Connection Pool Tuning

Why Connection Pool Tuning Matters

Every PostgreSQL connection costs approximately 10MB of memory (shared buffers, per-connection work memory, kernel resources). A server with 64GB RAM can support ~2,000-3,000 connections before memory pressure causes problems. But modern applications with 50 microservices, each running 10 instances with max_connections = 20, need 10,000 connections. The math does not work.

Connection pools solve this by multiplexing many application connections onto a smaller number of database connections. A pool of 20 real connections can serve 1,000 application clients if each client holds a connection for only 5ms per query. But misconfigured pools cause connection exhaustion, timeout cascading, and counterintuitive performance degradation.

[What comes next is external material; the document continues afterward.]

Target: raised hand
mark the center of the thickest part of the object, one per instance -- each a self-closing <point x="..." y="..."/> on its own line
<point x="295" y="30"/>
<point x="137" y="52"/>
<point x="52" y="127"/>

The Counterintuitive Truth

More connections do not equal more throughput. PostgreSQL's performance degrades beyond a certain connection count because:

Lock contention on shared data structures increases with connections.
Context switching overhead grows linearly.
Cache efficiency drops as each connection has its own work_mem allocation competing for L2/L3 cache.
WAL contention serializes writes regardless of connection count.

The optimal number of active connections is typically 2-3x the number of CPU cores for OLTP workloads.

First Principles

Little's Law

Little's Law is the fundamental equation for connection pool sizing:

L = λ \cdot W

Where:

$L$ = average number of connections in use (concurrency)
$λ$ = query arrival rate (queries per second)
$W$ = average time a connection is held (seconds)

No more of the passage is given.